If it seems like winter potholes and summer road repair are on an endless cycle, you’re right. For most pavement repairs, the temperature matters.
Asphalt is a little like zucchini. And asphalt plants are like a zucchini garden. Each has a season and they are most productive when the weather is warm. You could even argue there’s an oversupply of both zucchini and road repair work in the hottest seasons.
This may be news to people who don’t pay attention to roads, road building and pothole remediation. But it’s true: The trillion dollars worth of asphalt connecting America from coast to coast can divide time into two parts, when the damage is done (winters) and when it gets fixed (summers).
That’s because potholes largely form from the freeze-thaw cycles of late fall through winter and early spring while the repair work – with hot asphalt – mostly happens in drier, warmer seasons. This varies by latitude, where winter is shorter or longer. But critical to the repair cycle is that hot asphalt from the plant be kept above a certain temperature until it’s installed.
Side note: In some regions the cause of potholes is simply moisture (Honolulu, Los Angeles, Houston and Miami get potholes too).
And to be clear, some potholes get fixed in the dead of winter where there are safety-critical issues in play. This is why a few asphalt plants are kept open in major metropolitan areas all year round. Those repairs are ultimately more expensive and harder to do, often with specialized equipment. For routine maintenance on most roadways, it’s not possible to keep the material sufficiently hot while repair crews search for potholes, then clear, dry and pack them in time.

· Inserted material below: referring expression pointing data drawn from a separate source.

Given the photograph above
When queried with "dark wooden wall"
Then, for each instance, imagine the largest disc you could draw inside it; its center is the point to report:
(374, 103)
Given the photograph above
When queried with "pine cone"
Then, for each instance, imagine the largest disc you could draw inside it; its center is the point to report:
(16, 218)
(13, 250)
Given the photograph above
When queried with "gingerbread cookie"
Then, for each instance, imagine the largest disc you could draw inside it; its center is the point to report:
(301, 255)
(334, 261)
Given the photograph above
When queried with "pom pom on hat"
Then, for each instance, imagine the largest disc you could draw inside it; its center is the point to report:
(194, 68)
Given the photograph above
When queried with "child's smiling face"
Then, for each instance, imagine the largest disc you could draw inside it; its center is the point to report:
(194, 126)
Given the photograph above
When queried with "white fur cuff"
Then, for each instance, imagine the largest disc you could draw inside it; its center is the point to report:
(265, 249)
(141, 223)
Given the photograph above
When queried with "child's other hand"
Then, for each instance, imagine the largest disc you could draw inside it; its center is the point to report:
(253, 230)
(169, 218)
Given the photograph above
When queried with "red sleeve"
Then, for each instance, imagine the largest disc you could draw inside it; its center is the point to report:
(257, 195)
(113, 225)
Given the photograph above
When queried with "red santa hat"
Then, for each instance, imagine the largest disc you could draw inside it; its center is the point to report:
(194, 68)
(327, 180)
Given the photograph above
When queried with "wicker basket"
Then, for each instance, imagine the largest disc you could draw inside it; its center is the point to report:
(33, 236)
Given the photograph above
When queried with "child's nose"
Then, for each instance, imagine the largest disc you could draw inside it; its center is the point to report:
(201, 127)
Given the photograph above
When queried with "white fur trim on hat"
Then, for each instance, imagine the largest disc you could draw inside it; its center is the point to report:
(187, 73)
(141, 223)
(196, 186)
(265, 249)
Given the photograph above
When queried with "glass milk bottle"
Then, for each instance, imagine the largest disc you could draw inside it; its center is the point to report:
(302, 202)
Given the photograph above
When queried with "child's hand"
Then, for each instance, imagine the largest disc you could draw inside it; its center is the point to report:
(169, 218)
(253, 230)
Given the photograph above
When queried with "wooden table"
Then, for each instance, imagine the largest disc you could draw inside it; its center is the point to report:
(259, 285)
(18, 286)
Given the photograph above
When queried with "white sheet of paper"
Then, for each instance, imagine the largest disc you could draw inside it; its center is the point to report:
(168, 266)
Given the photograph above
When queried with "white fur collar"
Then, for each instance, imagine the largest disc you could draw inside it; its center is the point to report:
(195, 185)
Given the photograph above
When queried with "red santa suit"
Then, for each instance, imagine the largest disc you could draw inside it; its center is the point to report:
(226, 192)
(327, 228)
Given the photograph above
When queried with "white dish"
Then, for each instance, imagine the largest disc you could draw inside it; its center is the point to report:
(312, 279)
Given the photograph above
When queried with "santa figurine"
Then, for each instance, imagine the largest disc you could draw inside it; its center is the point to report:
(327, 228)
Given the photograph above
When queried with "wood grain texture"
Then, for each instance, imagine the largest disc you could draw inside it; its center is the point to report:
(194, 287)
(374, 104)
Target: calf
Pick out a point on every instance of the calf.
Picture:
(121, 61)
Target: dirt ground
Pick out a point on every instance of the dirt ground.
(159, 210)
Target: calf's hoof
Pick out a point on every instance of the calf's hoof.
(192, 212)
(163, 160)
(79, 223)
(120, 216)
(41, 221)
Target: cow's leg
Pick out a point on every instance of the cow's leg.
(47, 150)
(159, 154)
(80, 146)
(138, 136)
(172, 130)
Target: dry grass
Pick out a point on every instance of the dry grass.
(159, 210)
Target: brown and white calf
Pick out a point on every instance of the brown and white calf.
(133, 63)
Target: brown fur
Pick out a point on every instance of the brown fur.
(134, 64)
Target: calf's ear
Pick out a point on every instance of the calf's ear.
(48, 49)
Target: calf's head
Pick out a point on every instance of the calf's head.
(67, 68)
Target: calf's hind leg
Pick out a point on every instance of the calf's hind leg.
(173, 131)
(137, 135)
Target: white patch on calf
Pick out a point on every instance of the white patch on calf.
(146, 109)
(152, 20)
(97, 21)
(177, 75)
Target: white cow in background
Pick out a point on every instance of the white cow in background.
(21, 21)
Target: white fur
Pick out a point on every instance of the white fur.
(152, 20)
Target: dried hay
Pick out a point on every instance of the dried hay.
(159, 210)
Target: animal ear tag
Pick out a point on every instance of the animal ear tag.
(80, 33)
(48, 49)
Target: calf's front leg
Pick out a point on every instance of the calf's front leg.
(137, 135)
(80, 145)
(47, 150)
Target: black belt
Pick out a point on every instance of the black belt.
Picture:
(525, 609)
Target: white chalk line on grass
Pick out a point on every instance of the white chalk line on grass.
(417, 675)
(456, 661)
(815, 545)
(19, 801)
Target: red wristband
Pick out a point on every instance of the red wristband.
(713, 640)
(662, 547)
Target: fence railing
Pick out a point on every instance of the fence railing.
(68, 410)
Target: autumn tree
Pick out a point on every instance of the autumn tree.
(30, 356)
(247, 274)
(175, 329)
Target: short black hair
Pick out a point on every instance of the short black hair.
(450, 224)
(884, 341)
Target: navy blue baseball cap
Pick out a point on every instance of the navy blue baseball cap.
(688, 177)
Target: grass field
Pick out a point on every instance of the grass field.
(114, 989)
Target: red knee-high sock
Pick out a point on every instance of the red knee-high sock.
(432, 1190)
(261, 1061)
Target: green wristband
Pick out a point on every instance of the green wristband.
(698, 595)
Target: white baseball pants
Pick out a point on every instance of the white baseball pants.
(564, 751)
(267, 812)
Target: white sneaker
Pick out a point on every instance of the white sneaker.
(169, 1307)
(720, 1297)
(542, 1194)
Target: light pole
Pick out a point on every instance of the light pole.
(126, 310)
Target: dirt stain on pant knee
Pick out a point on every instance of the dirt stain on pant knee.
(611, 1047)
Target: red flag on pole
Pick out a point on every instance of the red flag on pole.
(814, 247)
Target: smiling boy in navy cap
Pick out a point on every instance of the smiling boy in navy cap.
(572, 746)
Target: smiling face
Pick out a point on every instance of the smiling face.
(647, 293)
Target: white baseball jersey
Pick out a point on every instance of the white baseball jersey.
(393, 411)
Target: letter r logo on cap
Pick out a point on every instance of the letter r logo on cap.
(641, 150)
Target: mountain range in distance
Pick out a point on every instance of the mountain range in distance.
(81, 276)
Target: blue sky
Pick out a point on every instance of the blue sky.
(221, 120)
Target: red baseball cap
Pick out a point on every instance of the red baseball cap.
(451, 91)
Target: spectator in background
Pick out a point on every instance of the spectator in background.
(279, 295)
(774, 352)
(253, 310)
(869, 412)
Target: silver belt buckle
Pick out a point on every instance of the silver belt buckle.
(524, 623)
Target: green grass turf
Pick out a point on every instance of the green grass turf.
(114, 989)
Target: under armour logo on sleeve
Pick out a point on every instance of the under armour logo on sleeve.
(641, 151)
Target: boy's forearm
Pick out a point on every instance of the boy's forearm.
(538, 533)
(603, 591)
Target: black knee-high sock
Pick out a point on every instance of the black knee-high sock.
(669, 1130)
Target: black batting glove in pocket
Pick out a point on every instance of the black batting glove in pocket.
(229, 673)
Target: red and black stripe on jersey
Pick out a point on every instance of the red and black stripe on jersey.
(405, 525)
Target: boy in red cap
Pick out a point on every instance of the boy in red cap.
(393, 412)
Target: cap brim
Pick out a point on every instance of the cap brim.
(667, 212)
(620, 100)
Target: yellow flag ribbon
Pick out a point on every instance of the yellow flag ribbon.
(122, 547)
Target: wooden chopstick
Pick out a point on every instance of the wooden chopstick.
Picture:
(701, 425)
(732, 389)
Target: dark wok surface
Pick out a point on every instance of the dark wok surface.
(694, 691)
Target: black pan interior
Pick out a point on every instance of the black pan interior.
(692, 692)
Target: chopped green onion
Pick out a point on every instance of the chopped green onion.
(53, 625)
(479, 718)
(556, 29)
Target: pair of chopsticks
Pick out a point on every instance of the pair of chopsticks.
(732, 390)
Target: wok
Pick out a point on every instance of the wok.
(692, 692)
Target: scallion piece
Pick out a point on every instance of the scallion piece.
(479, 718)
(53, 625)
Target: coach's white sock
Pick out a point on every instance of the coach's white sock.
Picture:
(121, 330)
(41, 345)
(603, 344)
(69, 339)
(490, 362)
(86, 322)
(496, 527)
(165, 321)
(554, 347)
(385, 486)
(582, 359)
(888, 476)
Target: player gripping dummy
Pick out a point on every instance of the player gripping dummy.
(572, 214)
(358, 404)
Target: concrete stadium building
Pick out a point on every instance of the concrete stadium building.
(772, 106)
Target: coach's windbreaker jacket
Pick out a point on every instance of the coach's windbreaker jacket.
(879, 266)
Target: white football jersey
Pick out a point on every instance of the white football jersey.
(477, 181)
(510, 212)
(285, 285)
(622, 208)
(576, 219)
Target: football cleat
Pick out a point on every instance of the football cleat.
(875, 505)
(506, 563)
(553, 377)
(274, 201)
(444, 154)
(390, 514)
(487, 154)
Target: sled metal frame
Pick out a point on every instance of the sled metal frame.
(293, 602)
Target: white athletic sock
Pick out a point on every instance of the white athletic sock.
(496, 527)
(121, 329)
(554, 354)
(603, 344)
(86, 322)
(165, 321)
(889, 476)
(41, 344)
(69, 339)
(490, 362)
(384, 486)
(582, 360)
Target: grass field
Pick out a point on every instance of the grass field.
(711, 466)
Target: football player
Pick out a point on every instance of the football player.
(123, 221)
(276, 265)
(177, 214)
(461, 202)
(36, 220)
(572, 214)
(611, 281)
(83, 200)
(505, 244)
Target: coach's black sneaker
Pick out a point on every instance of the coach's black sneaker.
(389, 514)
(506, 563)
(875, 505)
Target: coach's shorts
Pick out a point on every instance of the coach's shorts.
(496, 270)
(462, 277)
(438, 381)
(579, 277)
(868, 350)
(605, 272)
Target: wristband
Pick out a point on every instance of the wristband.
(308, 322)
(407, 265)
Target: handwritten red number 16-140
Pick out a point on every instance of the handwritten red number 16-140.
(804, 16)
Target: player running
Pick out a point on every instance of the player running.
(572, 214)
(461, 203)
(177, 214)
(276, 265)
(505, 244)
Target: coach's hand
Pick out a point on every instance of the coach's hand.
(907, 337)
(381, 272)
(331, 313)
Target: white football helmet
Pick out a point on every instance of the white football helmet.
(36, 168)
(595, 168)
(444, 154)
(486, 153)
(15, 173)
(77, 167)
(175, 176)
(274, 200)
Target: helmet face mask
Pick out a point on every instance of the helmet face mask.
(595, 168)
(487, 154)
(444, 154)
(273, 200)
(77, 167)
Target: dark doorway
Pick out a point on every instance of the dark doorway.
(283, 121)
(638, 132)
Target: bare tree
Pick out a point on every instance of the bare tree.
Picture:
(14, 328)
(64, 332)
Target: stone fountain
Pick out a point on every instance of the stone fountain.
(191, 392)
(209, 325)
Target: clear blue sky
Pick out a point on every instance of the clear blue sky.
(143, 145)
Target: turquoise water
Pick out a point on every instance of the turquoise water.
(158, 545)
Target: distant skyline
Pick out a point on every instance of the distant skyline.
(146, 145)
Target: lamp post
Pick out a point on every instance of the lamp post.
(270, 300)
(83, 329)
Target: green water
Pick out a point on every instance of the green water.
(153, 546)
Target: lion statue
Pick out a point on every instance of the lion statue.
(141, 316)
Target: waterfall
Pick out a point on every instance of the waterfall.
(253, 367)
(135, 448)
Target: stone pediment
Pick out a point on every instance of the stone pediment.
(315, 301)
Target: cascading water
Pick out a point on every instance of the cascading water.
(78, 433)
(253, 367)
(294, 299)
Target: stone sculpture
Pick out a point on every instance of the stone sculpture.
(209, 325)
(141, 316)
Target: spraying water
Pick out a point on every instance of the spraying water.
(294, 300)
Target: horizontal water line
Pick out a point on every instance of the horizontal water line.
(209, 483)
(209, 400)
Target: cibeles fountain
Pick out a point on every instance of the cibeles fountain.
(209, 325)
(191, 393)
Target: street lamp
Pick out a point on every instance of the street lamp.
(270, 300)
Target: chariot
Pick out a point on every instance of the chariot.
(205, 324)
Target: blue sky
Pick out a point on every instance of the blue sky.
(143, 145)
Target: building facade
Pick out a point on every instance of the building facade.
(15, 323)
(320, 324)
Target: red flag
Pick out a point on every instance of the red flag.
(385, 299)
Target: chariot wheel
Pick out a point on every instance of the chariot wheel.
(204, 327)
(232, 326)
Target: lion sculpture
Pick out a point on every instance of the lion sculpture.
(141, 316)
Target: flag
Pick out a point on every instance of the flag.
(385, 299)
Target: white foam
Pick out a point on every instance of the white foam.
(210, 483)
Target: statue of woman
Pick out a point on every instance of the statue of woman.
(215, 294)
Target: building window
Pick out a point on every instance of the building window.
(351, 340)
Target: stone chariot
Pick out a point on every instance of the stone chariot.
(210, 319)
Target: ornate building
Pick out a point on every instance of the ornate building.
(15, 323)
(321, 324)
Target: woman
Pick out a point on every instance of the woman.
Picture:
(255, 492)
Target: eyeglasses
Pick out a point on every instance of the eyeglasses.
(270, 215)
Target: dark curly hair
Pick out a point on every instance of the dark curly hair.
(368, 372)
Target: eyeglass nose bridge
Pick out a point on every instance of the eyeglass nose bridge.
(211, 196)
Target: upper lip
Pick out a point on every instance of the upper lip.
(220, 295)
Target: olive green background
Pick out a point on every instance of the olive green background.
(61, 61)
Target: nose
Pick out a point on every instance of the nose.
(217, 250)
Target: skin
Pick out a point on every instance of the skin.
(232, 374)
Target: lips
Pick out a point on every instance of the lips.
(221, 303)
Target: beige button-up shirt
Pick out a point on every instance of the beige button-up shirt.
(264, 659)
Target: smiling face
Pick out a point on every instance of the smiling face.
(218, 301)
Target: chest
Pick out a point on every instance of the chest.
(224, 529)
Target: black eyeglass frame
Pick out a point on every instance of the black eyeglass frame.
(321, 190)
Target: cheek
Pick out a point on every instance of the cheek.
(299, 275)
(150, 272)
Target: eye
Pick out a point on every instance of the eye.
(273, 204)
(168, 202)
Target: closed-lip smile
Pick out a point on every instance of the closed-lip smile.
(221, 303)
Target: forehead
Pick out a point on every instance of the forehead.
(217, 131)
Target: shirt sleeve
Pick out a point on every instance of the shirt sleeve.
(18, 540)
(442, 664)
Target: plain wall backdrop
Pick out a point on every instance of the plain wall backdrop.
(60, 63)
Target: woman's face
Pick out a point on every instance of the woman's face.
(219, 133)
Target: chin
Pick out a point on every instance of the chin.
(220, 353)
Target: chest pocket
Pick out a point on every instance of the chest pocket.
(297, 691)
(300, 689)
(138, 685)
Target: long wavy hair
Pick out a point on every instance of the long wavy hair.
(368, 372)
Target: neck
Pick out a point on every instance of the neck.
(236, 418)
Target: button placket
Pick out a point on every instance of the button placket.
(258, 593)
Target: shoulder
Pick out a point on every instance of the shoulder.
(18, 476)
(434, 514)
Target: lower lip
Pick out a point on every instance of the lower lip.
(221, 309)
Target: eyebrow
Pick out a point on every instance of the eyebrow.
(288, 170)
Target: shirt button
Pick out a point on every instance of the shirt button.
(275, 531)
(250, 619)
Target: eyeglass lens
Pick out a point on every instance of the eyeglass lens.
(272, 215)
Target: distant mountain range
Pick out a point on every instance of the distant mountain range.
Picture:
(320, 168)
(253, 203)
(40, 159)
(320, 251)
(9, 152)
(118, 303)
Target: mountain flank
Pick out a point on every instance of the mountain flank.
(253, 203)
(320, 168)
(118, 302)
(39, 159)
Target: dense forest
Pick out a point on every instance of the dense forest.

Otherwise, temporary “cold patch” asphalt is used to reduce hazards for a few weeks or months until hot asphalt is available and can be used (to adhere to fixed pavement it has to be dry and free of debris, which is unlikely in winter conditions).
There is also higher-quality, higher-performing polymer-modified cold patch material that can be used as a permanent fix in winter. The material is more expensive, however, but it arguably saves money because it only requires a one-time, even-in-winter application.
As with most zucchini farms, asphalt plants are largely out of view in industrial districts or rural areas. We just expect smooth roads, just as we like a nice side of roasted zucchini on our plates without thinking about where it was farmed, picked, processed, shipped and sold.
The business of asphalt production has some variation, which is to say not all asphalt is created equal. A batch asphalt heater plant, used for shorter, specialized runs, sends aggregate (angular crushed rock) through hoppers into a heater drum, after which it is sorted by size and then mixed with bitumen, the sticky, black and viscous liquid derived from petroleum (also called tar).
This compares to a continuous asphalt plant, where the aggregate is fed at a continuous rate into the heater drum. There, it is coated with the bitumen. In both plants, the combined material needs to be kept hot for applying to potholes, else it gums up and hardens. Timing is critical – and if outdoor temperatures are cool, the process has to move more quickly.
Modern asphalt plants are highly technological. They use a combination of programmable logic controllers and industrialized computer controls to manage the process. But the nature of asphalt production and its application still depends on the temperatures and moisture that nature provides.
So next time you’re in a backup of summertime traffic caused by road repair operations, take heart: it’s necessary to ensure a smoother ride all year long. You might also find a bushel of zucchinis when you get home, left by a friend whose garden is also in seasonal hyperdrive.